Par Eric Zuesse − Le 30 juillet 2022 − Source Oriental Review
L’Allemagne, jusqu’ici grande et puissante au sein de l’Union européenne, et qui a pu imposer l’austérité aux économies européennes plus faibles qu’elle, comme la Grèce, l’Espagne, l’Italie et le Portugal demande à présent que les autres nations membres de l’UE viennent à l’aide des Allemands pour les sortir de ce qui promet de devenir bientôt une urgence énergétique ; l’Allemagne ayant obtempéré aux exigences étasuniennes de non seulement contribuer aux sanctions étasuniennes contre la Russie, mais d’aller jusqu’à mettre fin au projet de gazoduc Nord Stream 2, qui était supposé accroître — au lieu de décroître (comme cela sera désormais le cas) — les approvisionnements de gaz naturel russe à l’Europe.
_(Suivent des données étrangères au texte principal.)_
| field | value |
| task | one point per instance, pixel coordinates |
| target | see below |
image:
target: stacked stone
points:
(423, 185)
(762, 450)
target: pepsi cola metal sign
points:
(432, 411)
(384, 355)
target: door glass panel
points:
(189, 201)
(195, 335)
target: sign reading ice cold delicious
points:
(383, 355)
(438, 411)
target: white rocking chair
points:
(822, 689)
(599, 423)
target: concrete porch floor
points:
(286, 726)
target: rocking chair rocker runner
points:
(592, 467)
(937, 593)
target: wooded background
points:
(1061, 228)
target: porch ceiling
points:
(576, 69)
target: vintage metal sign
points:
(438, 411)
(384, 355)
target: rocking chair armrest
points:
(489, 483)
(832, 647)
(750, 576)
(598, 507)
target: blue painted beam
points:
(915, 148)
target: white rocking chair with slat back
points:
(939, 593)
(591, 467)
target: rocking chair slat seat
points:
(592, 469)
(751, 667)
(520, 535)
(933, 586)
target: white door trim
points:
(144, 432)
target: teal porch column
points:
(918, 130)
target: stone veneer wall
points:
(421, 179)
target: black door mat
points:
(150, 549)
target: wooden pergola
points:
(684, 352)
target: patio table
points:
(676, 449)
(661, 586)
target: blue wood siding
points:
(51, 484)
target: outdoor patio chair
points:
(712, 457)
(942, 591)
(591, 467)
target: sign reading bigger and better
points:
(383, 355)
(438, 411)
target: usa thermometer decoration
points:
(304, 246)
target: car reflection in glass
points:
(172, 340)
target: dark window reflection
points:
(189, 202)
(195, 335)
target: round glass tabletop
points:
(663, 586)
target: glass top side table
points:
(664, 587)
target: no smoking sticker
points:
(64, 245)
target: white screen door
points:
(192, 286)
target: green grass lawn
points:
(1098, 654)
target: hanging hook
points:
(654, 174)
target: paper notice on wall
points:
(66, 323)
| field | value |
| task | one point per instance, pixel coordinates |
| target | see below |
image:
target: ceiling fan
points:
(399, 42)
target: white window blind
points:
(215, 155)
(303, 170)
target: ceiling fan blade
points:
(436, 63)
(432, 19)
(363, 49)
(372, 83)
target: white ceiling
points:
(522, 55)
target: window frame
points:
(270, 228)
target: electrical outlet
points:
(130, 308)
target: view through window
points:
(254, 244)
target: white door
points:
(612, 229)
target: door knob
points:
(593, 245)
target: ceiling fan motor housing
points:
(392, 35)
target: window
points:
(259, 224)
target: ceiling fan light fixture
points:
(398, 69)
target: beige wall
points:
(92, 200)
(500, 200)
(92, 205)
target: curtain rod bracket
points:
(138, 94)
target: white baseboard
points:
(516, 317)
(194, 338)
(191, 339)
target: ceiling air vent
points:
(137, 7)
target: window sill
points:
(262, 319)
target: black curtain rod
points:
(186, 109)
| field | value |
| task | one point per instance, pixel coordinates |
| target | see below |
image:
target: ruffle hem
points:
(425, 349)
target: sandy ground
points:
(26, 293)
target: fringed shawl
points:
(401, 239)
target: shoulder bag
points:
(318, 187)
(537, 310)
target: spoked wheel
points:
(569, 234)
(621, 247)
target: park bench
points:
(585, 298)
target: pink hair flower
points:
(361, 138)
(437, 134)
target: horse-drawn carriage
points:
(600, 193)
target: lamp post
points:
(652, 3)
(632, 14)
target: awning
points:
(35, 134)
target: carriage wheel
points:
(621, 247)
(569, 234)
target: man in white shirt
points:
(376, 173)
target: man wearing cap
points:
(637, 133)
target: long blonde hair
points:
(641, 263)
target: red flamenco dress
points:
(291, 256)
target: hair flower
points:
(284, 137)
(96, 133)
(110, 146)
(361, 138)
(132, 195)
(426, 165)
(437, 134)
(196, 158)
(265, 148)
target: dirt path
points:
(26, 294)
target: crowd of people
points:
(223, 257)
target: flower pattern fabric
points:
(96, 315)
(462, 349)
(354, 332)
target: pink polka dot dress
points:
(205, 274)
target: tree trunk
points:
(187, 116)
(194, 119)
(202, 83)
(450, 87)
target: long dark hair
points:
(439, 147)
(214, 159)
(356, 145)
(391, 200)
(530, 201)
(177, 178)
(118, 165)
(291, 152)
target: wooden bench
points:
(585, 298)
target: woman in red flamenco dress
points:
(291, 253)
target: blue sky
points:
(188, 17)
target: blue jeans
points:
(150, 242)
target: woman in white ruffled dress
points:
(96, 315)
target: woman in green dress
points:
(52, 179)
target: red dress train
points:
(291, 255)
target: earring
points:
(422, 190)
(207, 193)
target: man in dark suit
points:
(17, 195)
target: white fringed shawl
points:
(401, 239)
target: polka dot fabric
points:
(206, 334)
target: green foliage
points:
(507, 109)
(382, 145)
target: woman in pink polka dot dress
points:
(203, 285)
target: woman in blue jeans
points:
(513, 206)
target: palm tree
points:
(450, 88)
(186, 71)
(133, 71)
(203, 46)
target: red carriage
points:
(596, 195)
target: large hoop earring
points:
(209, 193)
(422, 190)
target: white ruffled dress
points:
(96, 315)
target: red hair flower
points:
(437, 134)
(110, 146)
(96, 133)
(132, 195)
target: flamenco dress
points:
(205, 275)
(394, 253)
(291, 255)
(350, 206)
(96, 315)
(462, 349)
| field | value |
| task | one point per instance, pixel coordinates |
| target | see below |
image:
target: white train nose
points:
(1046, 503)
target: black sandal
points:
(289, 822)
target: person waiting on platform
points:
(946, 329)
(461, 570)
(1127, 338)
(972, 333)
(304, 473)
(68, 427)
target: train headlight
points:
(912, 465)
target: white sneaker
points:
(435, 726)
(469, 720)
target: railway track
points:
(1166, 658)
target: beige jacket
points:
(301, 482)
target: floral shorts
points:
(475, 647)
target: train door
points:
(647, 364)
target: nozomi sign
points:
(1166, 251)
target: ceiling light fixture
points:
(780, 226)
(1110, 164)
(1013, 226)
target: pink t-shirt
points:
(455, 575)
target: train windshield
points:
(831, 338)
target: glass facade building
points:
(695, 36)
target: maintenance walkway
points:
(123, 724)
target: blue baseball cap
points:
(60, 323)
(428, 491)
Jusque récemment, l’Allemagne était le moteur industriel de l’UE, et c’est par conséquent elle qui a le plus à perdre à cause d’approvisionnements énergétiques réduits et très coûteux. C’est le scénario qui est en train de se produire, et qui va s’aggraver au cours de l’hiver prochain.
L’impensable se produit pour la seconde fois en cinq mois : Gazprom, la gigantesque société gazière russe écrit aux entreprises gazières allemandes pour annoncer un cas de force majeur observé depuis le 14 juin, qui l’exonère de verser des pénalités pour les pénuries qui se sont produites depuis cette date.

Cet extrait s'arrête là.